You see, I straddle the timeframe between pen and paper (curiously, “pop em” from google algorithms, but not my brain) and backspace keyboard. I am both the white out generation (eschewing the subpar Tandy corporation’s first “word processer” for an electric brother typewriter – the irony still holds).
And so I think (or the voice refuting translation bouncing from coast to coast in the linguistic vortex of my cranium and cortex) I just want to write.
[A little backstory]
I began writing at an early age, possibly 11 or 12, writing in a serious way.
To me, that meant cathartic if obtuse expression of deep pain and confusing, conflicted emotions for what was happening to me and who I was told I was.
Writing is a way through that-being adopted, having dissociative disorder, reliving trauma and actual repeated abise, continuing thru a treasure trove of toxic workplace Who’sWho of Assholes into a wasteland of small-minded, back handed hacks across the industry – of highly paid hacks.
Cho Ch ok Kay oh
Sick of the nomadic privilege
The hours turning into days
of wasted time
Who wants their legacy to be invisibility? What then was the point of suffering then?
… with so much going for me, I’d be more, well, influential. Being “effective” takes too much real-time.
But, according to the experts, my “personality type” is known to radiate authenticity, concern and altruism, unafraid to stand up and speak when they feel something needs to be said.
- How do we know when something “needs” to be said versus when it’s best to STFU ?
- I was once vehemently presented with a never-ending closing argument from a Berkeley business grad that “there is no such thing as altruism.” So chew on that for a micro-minute.
- Unafraid to stand up-well this was demonstrated in fifth grade when I inexplicably, heroically and vociferously stood up for Sharon who I felt was being picked on, mercilessly and without rules of common decency – if you are 30+ years older, maybe it ain’t a fair fight-by our bullshit teacher Mrs. Duff. I had to write an apology letter but I made sure it wasn’t about principle only breach of societal mores. Meaning don’t question your bullshit teacher at a red neck school, unless of course she goes too far and then you can’t take it anymore.
- Other occasions during which I was brave: saving Deena from irreparable harm when she went flying off Durante and bounced off her head; getting team through TROUGH of death we’re all gonna die channel during Wailua race; standing up for tolerance first then the hammer as the Solomon of my senior class.
- Authenticity is one of those words that has come to mean less than it was intended to when over-adopted as a way to describe anyone who wasn’t a fake asshole, like the multitude of jerk offs I have had the pain of working with in reality (about as inauthentic as you can get) television. The Patricks, the Daves, the snarky little Brady bitches and the schlock editors who weren’t good enough to be the actor they secretly believe themselves to be. And somewhere in this schlockism, Hawaiian shirt-wearing career climbing edifice is a scumbag named D*+# O*~v3* who slandered me for his own perceived gain. Problem is he will always be fake, and not quite as talented as he needs to be. The good looks and low IQ failsafe humor can’t carry you forever, Mr. inauthentic.

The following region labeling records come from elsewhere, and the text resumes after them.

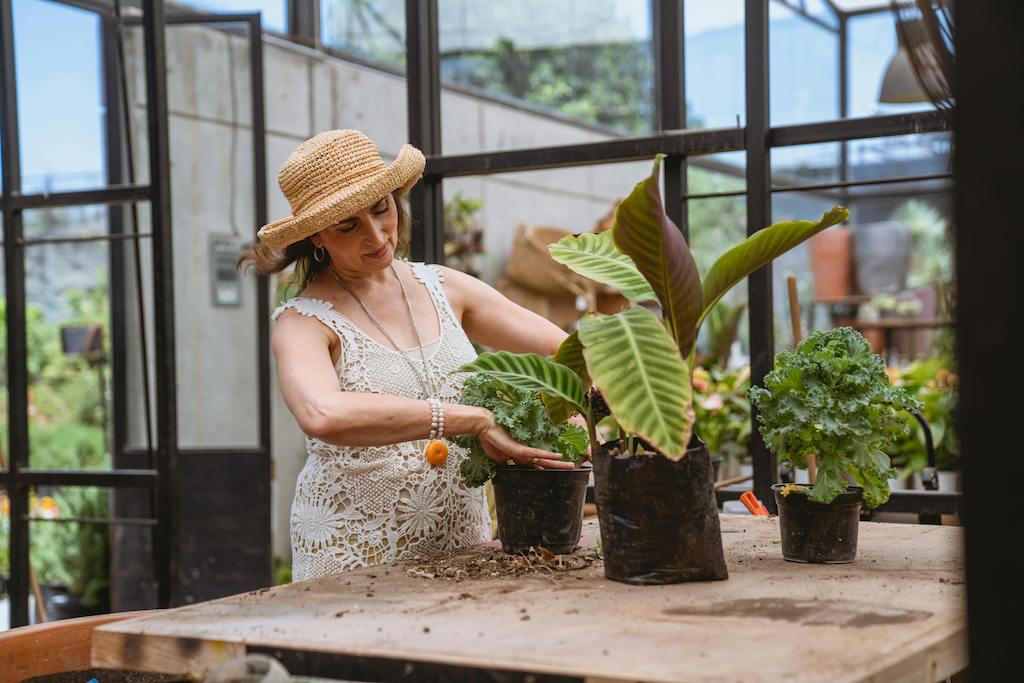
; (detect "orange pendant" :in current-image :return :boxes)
[423,439,447,467]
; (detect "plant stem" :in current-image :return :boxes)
[587,400,597,459]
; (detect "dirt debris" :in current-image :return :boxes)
[406,546,601,581]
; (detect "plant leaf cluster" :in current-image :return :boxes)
[450,155,850,460]
[750,328,922,508]
[454,373,589,486]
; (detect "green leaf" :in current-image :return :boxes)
[459,351,585,411]
[580,307,693,460]
[694,207,850,330]
[611,155,703,356]
[541,331,591,425]
[548,230,657,301]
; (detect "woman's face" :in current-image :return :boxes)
[312,193,398,276]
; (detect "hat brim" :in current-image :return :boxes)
[257,144,426,251]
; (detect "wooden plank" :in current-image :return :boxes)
[92,633,246,680]
[0,612,151,683]
[93,515,967,683]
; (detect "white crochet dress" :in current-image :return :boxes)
[273,263,490,581]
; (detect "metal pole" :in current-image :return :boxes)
[953,2,1024,681]
[745,0,778,512]
[249,13,274,584]
[0,2,29,627]
[142,0,180,607]
[406,0,444,263]
[839,14,850,205]
[651,0,690,241]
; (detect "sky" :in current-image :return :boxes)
[4,0,929,191]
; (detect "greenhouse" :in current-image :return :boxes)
[0,0,1024,683]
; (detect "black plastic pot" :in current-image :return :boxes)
[493,465,591,555]
[594,437,729,585]
[771,484,864,564]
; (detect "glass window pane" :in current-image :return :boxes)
[771,142,842,186]
[683,0,746,128]
[29,486,111,621]
[439,0,654,153]
[25,216,113,470]
[772,0,839,28]
[768,2,839,126]
[172,0,288,33]
[319,0,406,69]
[13,0,106,193]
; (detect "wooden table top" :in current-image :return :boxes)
[92,515,967,683]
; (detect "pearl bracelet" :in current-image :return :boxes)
[427,397,444,440]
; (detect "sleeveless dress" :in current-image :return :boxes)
[272,263,490,581]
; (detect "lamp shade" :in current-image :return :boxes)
[879,45,929,104]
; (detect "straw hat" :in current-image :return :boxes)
[259,130,426,250]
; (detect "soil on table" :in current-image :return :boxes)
[22,669,191,683]
[406,546,601,582]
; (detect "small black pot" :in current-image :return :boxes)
[594,437,729,585]
[711,456,723,483]
[771,483,864,564]
[40,584,110,621]
[493,465,591,555]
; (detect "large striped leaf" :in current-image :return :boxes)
[459,351,585,410]
[695,206,850,331]
[611,155,703,356]
[541,332,591,425]
[548,230,657,301]
[580,307,693,460]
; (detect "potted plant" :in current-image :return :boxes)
[750,328,921,564]
[692,366,751,480]
[458,155,849,584]
[455,374,591,554]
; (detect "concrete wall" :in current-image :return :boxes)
[121,27,649,560]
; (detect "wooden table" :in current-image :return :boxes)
[92,515,967,683]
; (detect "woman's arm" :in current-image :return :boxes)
[442,267,567,355]
[271,311,572,468]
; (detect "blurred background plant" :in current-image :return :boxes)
[893,200,953,317]
[889,355,959,477]
[444,191,483,278]
[693,368,751,477]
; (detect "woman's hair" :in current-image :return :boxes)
[237,189,410,292]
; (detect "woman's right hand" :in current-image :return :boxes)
[477,416,575,470]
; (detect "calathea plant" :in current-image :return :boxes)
[463,155,850,461]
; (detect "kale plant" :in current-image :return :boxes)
[454,374,588,486]
[750,328,921,508]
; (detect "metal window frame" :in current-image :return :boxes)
[0,0,270,627]
[407,0,959,514]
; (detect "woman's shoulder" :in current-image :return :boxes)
[270,292,334,322]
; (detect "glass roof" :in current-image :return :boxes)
[830,0,890,12]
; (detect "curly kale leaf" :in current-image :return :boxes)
[454,374,588,486]
[750,328,921,507]
[454,434,495,486]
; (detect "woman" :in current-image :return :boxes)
[243,130,572,581]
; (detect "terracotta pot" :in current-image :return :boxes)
[808,226,853,299]
[860,330,886,355]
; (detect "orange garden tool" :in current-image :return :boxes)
[739,490,768,517]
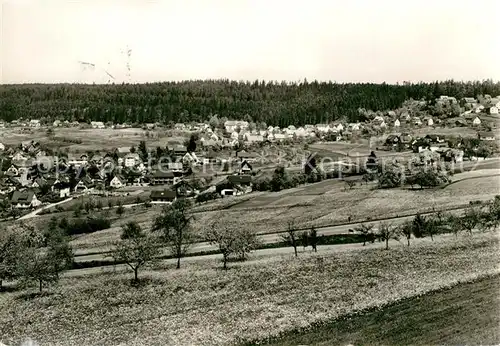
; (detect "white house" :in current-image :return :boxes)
[316,124,330,133]
[243,132,264,143]
[109,175,125,189]
[90,121,106,129]
[123,153,141,167]
[224,120,248,133]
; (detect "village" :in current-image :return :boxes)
[0,95,500,216]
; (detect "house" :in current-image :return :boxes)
[51,180,71,198]
[109,175,127,189]
[385,133,401,146]
[6,165,19,176]
[224,120,248,133]
[216,175,252,196]
[316,124,330,133]
[167,163,184,172]
[12,151,28,161]
[174,123,186,131]
[244,133,264,143]
[477,132,495,141]
[150,189,177,203]
[73,177,94,192]
[269,133,288,142]
[67,155,88,168]
[90,121,106,129]
[332,122,344,132]
[373,115,384,125]
[11,190,42,209]
[348,123,361,131]
[174,180,199,197]
[171,145,187,157]
[424,134,446,143]
[151,170,175,185]
[123,153,141,168]
[236,150,257,162]
[239,160,252,175]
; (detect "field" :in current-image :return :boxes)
[0,233,499,345]
[0,128,187,153]
[270,275,500,346]
[35,169,500,254]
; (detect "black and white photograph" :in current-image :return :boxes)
[0,0,500,346]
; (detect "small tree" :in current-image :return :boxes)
[308,226,318,252]
[399,221,413,247]
[459,205,481,235]
[344,180,356,190]
[17,229,73,292]
[116,202,125,217]
[153,199,192,269]
[377,222,399,250]
[95,200,103,211]
[281,221,299,257]
[0,230,19,291]
[205,223,257,270]
[412,214,426,238]
[300,231,309,250]
[354,223,374,246]
[111,222,160,282]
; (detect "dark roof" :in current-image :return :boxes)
[240,160,253,169]
[11,190,35,203]
[153,170,174,178]
[227,175,252,184]
[151,190,177,199]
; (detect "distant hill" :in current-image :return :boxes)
[0,80,500,127]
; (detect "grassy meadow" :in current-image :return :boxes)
[0,232,499,345]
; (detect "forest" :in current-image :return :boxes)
[0,80,500,127]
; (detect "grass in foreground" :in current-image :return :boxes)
[262,275,500,346]
[0,233,498,345]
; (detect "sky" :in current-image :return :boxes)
[0,0,500,84]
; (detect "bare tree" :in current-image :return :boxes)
[308,226,318,252]
[153,199,193,269]
[205,223,258,269]
[344,179,356,190]
[377,222,399,250]
[399,221,413,246]
[354,223,374,246]
[111,222,160,282]
[458,206,480,235]
[281,221,299,257]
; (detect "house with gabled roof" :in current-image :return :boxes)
[239,160,253,175]
[150,189,177,203]
[11,190,42,209]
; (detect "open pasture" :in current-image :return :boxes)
[0,232,498,345]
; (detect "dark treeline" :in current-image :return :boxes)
[0,80,500,127]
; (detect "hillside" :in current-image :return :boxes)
[0,80,500,126]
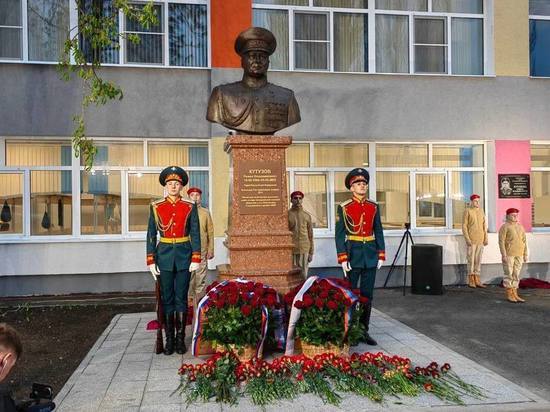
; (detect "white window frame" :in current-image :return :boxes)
[252,0,495,77]
[530,142,550,233]
[0,137,212,243]
[529,9,550,79]
[0,0,212,70]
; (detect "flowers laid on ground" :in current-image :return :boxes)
[193,280,281,357]
[284,277,368,347]
[179,352,485,406]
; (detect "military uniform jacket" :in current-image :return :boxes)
[288,207,313,255]
[147,197,201,271]
[462,207,487,245]
[197,206,214,254]
[498,222,529,258]
[335,196,386,269]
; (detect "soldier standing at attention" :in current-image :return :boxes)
[288,190,313,279]
[498,208,529,302]
[187,187,214,305]
[335,168,386,345]
[147,166,201,355]
[462,194,488,288]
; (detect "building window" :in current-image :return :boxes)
[0,173,23,236]
[0,139,210,238]
[529,0,550,77]
[0,0,208,67]
[253,0,485,75]
[375,143,485,229]
[531,144,550,227]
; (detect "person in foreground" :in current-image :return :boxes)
[335,168,386,345]
[146,166,201,355]
[498,207,529,303]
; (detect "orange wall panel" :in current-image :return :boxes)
[210,0,252,68]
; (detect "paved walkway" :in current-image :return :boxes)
[55,311,550,412]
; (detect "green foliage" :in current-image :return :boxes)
[296,305,365,346]
[203,306,262,348]
[58,0,158,170]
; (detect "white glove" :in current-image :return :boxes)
[148,263,160,282]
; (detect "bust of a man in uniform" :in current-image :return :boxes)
[206,27,300,135]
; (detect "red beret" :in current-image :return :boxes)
[187,187,202,195]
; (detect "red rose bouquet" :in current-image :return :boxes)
[284,278,368,348]
[198,280,280,358]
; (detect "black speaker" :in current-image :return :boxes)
[411,243,443,295]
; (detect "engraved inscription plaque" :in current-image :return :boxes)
[238,160,283,215]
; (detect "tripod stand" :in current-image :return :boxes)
[384,223,414,296]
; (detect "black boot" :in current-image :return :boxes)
[361,302,377,346]
[176,312,187,355]
[164,312,174,355]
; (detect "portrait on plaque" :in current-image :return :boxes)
[498,174,531,199]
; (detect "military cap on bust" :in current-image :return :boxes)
[159,166,189,186]
[345,167,370,190]
[235,27,277,56]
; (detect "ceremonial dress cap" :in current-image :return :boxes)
[187,187,202,195]
[159,166,189,186]
[235,27,277,56]
[345,167,370,190]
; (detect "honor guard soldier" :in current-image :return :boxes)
[187,187,214,305]
[288,190,313,279]
[462,194,488,288]
[147,166,201,355]
[498,208,529,302]
[335,168,386,345]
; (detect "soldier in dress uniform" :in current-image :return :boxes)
[498,207,529,302]
[288,190,313,279]
[147,166,201,355]
[187,187,214,304]
[462,194,488,288]
[335,168,386,345]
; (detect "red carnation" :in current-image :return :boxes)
[241,305,252,316]
[315,298,324,309]
[303,295,313,308]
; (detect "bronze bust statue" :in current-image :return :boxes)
[206,27,300,134]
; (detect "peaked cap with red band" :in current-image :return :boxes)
[159,166,189,186]
[345,167,370,190]
[187,187,202,195]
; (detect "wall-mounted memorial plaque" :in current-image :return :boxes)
[238,160,283,215]
[498,174,531,199]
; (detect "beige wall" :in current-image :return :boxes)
[210,137,229,236]
[494,0,529,76]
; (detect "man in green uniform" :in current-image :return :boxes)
[147,166,201,355]
[462,194,488,288]
[288,190,313,279]
[335,168,386,345]
[498,207,529,302]
[187,187,214,305]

- Concern? I used to but now it seems the concern is concerning me. Being almost killed by two men’s fists in a McDonald’s parking lot in the armpit of the world City Terrace, East Los Angeles, will do that to a person. #brainttrauma and all…
ENFJs easily see people’s motivations and seemingly disconnected events, and are able to bring these ideas together and communicate them as a common goal with an eloquence that is nothing short of mesmerizing.